Does it matter? Not for the purposes of this blog.

If you want to make sure that your already strong and relevant headlines are also ‘optimised,’ I strongly recommend that you do what I did: play with the tool for a while (yippee!) and then use common sense to apply it to what you already know works. And I’ll explain why below.

But first, know that when I teased a headline optimiser analysis tool I found two things:
1. It’s fun.
2. They reward clickbait-y titles.
Both of those should have been obvious to me, but sometimes we have to try things out for ourselves.

I tried inputting different headlines with varying degrees of worrying, emotional, and unnatural language just to see what would happen. And my findings help me sleep at night.

AI is still more A than I.

For kicks, here are some interesting responses to made-up headlines with optimisation results.
I started with what I thought was neutral.

Neutral, indeed

Turns out, the tool agreed, giving me an underwhelming “0.00%” optimised score.

So I jazzed it up by making it a ‘how to’. “How to live your best life” was 16% optimised, so now we know that the ‘how to’s are going to do well.

My next question was, does ‘how to’ trump sense? Only one way to find out:

Shoelaces for your soul

Shoelace efficiency, never a hugely interesting topic, somehow more spiritual than living your best life. Was it the ‘care’ that did it?

I wondered if there was a way to up the ‘how to’ factor. Knowing how much people love titling Ultimate Guides, my next try was in that vein:

This may actually be a blog title somewhere

While I was typing this one I giggled, but only for a second, because I realised it probably exists on someone’s webpage. Sorry.

Basically, I went on for awhile doing this. Here are some more of my super silly title tests.

A nice blend of adjectives from the optimiser tool. Was it just being kind? Or is it a stupid robot?

I think you can see why by the end of my AI-baiting session, I was both relieved and disappointed.

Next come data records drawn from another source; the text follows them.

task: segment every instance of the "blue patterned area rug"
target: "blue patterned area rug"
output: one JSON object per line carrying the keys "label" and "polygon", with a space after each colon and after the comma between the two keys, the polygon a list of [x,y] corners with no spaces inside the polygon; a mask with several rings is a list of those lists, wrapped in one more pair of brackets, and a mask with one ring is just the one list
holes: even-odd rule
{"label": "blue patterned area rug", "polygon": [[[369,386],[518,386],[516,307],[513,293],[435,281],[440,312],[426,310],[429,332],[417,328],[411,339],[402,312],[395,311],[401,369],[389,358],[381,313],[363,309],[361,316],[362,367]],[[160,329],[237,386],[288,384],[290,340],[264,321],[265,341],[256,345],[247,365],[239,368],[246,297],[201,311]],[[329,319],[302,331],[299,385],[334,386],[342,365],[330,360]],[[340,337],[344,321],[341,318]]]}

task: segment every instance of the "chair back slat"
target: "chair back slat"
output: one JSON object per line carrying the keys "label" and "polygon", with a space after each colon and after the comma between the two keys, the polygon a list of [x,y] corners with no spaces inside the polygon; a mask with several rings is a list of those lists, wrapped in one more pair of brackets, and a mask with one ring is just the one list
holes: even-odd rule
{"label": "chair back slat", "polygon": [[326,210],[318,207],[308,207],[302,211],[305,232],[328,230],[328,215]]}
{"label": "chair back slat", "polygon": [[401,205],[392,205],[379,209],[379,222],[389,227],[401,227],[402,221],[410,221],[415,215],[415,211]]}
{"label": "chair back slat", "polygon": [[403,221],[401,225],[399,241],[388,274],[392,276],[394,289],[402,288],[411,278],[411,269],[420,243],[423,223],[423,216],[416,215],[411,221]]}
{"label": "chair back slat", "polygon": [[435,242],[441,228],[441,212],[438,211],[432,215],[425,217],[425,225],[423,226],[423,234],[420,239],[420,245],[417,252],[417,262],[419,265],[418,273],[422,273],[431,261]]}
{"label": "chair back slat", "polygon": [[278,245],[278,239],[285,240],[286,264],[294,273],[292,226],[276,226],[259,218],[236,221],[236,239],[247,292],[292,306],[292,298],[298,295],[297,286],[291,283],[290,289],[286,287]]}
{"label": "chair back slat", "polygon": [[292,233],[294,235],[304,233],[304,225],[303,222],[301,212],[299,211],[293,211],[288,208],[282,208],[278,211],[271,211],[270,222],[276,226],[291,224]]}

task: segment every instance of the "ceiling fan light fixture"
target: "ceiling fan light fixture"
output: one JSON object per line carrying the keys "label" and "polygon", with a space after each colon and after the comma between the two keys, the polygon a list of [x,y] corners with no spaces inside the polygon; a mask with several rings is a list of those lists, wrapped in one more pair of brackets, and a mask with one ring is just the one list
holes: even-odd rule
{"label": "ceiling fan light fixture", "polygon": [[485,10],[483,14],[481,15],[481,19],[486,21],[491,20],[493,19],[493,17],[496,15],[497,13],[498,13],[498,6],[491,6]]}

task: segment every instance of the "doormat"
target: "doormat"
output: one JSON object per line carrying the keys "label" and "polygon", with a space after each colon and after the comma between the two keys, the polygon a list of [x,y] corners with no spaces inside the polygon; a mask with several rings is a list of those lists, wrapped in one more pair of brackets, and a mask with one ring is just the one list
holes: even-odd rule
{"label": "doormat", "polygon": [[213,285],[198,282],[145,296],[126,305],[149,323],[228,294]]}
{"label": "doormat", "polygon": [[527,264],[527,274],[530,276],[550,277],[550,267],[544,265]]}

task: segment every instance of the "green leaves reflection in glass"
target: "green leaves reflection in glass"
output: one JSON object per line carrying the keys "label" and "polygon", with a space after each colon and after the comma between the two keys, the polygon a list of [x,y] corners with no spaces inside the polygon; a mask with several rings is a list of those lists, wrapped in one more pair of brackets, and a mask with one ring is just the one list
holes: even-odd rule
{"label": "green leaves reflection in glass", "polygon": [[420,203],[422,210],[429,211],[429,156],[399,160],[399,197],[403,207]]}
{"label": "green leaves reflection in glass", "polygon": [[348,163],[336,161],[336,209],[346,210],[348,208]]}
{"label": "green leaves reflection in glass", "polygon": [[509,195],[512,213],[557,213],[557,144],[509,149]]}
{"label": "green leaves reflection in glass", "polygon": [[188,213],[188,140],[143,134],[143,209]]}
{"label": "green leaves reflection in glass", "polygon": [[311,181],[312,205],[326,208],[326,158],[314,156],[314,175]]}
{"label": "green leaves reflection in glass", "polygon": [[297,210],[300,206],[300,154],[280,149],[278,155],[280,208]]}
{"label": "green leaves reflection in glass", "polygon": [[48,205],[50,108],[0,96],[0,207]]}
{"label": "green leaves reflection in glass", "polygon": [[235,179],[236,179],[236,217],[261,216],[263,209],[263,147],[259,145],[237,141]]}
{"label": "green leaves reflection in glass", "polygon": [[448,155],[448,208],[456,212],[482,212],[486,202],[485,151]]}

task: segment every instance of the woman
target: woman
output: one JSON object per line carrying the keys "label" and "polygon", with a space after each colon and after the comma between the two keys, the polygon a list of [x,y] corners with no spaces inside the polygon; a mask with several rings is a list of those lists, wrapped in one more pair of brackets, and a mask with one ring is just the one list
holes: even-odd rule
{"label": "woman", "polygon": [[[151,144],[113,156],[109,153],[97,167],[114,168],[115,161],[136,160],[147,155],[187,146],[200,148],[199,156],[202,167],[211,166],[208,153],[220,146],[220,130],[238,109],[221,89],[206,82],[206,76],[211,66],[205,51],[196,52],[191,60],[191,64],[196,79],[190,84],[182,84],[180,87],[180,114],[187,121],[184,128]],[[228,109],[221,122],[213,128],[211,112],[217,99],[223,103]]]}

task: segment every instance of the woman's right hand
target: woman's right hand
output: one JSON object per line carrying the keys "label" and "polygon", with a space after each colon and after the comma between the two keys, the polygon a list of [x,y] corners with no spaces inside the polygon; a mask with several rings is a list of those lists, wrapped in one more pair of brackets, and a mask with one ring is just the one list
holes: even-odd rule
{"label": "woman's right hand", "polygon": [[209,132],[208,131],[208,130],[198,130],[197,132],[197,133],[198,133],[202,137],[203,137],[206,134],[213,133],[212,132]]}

The relief comes from knowing that for all its hype, AI still doesn’t have a good grasp of human emotion and how to evoke it. It leaves a lot of room for real human writers to keep plugging away with what they do best, and leave the worry for another decade (hopefully).

My disappointment comes from realising that this cold, hard, robot brain isn’t yet ready to be my best friend, perfect partner, or small-dog replacement for when my inevitable tussle with empty nest syndrome comes around.

In the meantime, at least I can still enjoy knowing that when I want to write an intellectual and spiritual title, I’ve got the skills. Receipt:

I don’t mean to brag, but I managed to get a ‘how to,’ a ‘favourite,’ and a beloved family member in there.